The August civic holiday weekend on Manitoulin is traditionally the busiest weekend of the summer, with commerce across the Island in full swing and employee rosters stretched to the maximum. You have to make hay while the sun shines, and Haweater Weekend and the advent of the Wiikwemkoong Cultural Festival are certainly the shining sun of the the tourist season on Manitoulin.
Returning Island expats raise the boats of commerce in all Island communities this weekend, from the corner store in the most remote Island community to the relatively bustling commercial hubs of Little Current, Wiikwemkoong and Mindemoya, everyone seems to be going flat out on this busiest of times.
But neither the Little Current Lions Haweater Weekend in Little Current, with its impressive fireworks finale, or the Wiikwemkoong Cultural Festival with its performers and tourists drawn from all four corners of the globe, could be possible without the dedicated army of volunteers that give up their own holiday time to ensure that those events are a stellar success each and every year.
Lions Club members in their distinctive purple and gold vests can be seen scurrying from event to event throughout the weekend as they fulfill their scheduled commitments, and for the annual Hawfest dance it is largely all hands on deck, but added to those stalwart folks are numerous community members who step up each year to throw their shoulders to the wheel, sometimes quite literally.
In Wiikwemkoong the Wikwemikong Heritage Organization has been working diligently to marshal that community’s volunteer spirit into an organizational force that would be the envy of communities many times their size.
The Wiikwemkoong event has morphed from those first tenuous steps taken out and onto the dance arena back in 1961 as ‘Wikwemikong Indian Days,’ encouraged and nurtured by visionaries such as the late Rosemary Odjig as a way to revitalize the powwow, into the major force for education and reconciliation it is today.
None of this could happen without the largely unsung and behind the scenes efforts of an army of volunteers.
Moreover, events such as the Miss Manitoulin pageant, which draws its contestants from both Indigenous and non-Indigenous communities to select each year’s Island ambassador, and the welcoming atmosphere of Manitoulin’s powwows (both of the cultural festival variety and the traditional celebrations of welcome hosted by each community every year) draw all of us together in a unified expression of pride.
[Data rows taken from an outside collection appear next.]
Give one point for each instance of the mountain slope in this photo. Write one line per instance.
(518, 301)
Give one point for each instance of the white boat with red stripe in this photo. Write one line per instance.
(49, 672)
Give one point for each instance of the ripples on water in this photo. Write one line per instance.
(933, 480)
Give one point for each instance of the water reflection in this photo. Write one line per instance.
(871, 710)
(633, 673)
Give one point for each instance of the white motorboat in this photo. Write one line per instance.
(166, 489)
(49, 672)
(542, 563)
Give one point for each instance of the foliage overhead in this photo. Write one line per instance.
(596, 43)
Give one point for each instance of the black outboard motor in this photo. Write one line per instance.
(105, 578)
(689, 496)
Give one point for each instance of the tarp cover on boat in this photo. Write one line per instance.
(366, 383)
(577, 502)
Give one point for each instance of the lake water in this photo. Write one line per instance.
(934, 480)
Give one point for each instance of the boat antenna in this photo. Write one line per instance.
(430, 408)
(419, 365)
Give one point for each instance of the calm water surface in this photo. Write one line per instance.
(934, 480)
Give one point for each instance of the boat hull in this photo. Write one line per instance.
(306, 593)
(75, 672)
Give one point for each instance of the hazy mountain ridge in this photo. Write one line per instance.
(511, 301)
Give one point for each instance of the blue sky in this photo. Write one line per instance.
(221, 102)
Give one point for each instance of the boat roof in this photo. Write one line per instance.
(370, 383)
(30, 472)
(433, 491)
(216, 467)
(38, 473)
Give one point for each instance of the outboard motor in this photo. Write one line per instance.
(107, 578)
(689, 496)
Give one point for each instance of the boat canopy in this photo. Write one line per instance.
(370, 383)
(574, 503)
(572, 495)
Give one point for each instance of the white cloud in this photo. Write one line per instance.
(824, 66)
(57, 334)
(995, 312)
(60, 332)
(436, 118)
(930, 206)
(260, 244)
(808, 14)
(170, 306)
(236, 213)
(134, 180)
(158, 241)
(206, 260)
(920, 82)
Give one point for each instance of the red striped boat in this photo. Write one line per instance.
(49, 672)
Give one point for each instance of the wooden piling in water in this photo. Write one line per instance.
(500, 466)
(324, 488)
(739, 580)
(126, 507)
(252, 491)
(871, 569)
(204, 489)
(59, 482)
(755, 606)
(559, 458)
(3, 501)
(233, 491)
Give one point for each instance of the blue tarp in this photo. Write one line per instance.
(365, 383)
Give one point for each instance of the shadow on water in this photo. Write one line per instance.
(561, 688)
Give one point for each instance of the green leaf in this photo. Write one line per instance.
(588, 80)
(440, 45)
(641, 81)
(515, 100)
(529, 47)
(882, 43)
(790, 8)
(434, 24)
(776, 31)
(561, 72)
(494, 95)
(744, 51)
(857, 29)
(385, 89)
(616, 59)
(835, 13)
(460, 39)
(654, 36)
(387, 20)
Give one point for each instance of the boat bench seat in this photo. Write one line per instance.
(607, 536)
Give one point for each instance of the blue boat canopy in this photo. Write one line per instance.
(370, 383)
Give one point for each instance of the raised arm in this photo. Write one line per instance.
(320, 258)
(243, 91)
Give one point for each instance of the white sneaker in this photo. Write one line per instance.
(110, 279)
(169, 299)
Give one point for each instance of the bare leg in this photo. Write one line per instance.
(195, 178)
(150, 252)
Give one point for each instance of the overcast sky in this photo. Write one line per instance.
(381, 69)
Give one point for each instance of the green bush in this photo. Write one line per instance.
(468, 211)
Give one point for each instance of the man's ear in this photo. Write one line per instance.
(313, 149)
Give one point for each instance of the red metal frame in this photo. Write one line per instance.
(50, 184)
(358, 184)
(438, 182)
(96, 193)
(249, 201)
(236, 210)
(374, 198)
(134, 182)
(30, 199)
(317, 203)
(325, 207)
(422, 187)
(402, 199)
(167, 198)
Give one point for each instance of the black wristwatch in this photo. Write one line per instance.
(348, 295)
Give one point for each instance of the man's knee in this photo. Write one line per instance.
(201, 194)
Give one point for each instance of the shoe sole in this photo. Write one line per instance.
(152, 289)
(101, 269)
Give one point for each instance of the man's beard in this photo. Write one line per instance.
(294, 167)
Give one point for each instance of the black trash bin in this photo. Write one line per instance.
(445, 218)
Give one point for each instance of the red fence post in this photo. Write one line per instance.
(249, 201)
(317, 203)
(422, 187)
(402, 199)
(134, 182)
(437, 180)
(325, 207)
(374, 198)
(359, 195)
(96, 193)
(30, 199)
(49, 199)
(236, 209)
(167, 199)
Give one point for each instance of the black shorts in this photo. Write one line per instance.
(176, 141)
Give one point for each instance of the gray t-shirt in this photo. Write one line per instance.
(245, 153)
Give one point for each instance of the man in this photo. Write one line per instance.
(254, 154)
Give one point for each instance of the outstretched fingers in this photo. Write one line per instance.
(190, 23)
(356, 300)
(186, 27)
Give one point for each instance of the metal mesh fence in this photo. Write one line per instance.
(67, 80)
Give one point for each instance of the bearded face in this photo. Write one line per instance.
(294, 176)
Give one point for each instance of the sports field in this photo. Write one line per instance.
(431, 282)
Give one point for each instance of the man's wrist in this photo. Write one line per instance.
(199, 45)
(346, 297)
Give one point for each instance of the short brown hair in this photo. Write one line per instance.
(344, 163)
It is upon these kinds of events, events which draw our communities closer together rather than apart and celebrate our commonality as well as our differences.
If there is one facet of our communities that is mirrored in the other, it is the wealth of community and volunteer spirit from whose well we draw upon so deeply at this time of the year.
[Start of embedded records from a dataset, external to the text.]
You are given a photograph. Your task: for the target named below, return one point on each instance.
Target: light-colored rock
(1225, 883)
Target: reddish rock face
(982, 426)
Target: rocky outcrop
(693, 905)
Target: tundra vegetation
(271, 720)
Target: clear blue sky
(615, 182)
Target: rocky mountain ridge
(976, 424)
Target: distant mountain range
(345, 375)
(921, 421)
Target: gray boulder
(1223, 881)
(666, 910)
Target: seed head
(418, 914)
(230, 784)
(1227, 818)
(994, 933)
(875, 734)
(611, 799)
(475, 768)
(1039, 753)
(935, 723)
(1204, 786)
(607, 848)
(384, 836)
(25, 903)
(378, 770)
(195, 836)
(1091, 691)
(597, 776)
There are other times we can see these virtues come to the fore, witness the community efforts that respond to local disasters such as the microburst experienced on the Island in the not so distant past. For both communities, that of the descendants of those ancient Indigenous hosts who shared this land with non-Indigenous newcomers who settled here, are imbued with a spirit that binds us together as Islanders even as the world seems bent on driving us apart.
At the end of the day, we are all Islanders and we have every right to be proud of that and all that we accomplish every year.